À la suite de la remise du rapport du Haut conseil pour l'avenir de l'assurance maladie (HCAAM), nous avons réfléchi, avec les industriels notamment, à la constitution d'un objectif spécifique consacré aux produits de santé. Ces réflexions ne sont pas complètement abouties à ce jour. Un tel indicateur permettrait d'identifier clairement la dépense de produits de santé et d'en suivre la progression. Actuellement, des retraitements de données sont nécessaires, ce qui peut susciter des incompréhensions entre les acteurs.

Cependant, un tel dispositif présenterait un inconvénient. En effet, les dépenses hospitalières de la liste en sus seraient portées dans un autre ensemble qui manquerait de cohérence. En tout état de cause, les réflexions à ce sujet se poursuivent, mais il n'existe pas de consensus, à ce stade, quant à l'opportunité d'une telle norme.

Par ailleurs, nos contacts avec les personnalités qualifiées de la mission Borne sont très réguliers - nous les rencontrons par exemple demain matin. Il se trouve que cette mission a été installée dans un contexte où se pose de nouveau la question d'une bonne régulation de l'enveloppe « médicaments » des projets de loi de financement de la sécurité sociale - par où l'on rejoint vos questions sur la clause de sauvegarde. Le montant de la clause de sauvegarde est extrêmement élevé ; il s'élève, pour 2022, à plus d'un milliard d'euros. Par conséquent, il convient sans doute de réfléchir à des moyens de régulation plus prévisibles, plus efficaces pour les industriels et moins « irritants » que ce qu'est devenue la clause de sauvegarde.
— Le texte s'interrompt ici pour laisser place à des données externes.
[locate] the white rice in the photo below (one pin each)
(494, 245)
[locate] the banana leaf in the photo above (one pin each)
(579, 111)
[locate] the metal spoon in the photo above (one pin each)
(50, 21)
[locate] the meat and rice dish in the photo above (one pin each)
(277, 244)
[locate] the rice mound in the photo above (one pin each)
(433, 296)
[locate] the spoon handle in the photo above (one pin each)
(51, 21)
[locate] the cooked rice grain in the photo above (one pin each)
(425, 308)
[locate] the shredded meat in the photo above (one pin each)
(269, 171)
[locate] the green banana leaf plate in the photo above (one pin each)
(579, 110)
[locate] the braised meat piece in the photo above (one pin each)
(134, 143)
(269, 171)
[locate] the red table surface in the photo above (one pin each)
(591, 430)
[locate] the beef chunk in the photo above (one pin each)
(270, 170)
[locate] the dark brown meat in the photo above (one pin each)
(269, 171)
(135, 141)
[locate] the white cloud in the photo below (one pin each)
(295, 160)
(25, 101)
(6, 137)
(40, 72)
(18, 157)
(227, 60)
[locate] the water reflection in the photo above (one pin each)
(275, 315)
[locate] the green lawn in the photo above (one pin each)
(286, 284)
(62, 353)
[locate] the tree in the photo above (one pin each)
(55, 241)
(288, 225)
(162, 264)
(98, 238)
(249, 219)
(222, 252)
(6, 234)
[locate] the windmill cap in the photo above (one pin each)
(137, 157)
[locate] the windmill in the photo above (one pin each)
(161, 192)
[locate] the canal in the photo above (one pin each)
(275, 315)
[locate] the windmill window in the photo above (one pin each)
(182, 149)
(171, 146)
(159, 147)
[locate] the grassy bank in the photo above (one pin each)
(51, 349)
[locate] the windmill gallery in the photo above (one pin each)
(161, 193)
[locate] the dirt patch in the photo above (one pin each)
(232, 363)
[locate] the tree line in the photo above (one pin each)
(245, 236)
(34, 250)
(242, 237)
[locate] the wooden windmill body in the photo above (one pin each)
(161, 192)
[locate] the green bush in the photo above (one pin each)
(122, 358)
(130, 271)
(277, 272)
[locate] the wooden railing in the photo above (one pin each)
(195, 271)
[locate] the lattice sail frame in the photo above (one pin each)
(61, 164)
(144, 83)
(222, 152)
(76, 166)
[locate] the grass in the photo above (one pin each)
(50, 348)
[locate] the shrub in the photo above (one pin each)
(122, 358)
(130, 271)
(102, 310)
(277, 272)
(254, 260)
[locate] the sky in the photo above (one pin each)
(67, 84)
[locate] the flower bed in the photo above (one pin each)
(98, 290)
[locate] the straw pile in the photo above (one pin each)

À cet égard, nous attendons beaucoup des conclusions de la mission. L'objectif est qu'après expertise et analyse ses propositions puissent se « métaboliser » dans le prochain PLFSS. Dans un univers de ressources publiques contraintes, il faudra de toute façon que la mission propose des pistes qui ne soient pas incompatibles avec le taux de progression attendu de la dépense de produits de santé : nous n'aurons pas les moyens d'aller très au-delà.

Mme Laurence Cohen, rapporteure. - Ma question portait certes sur votre association à la mission Borne, dont nous ne doutions pas, mais surtout sur les propositions précises et « disruptives » que vous défendez, pour reprendre l'expression utilisée par deux de ses membres devant notre commission.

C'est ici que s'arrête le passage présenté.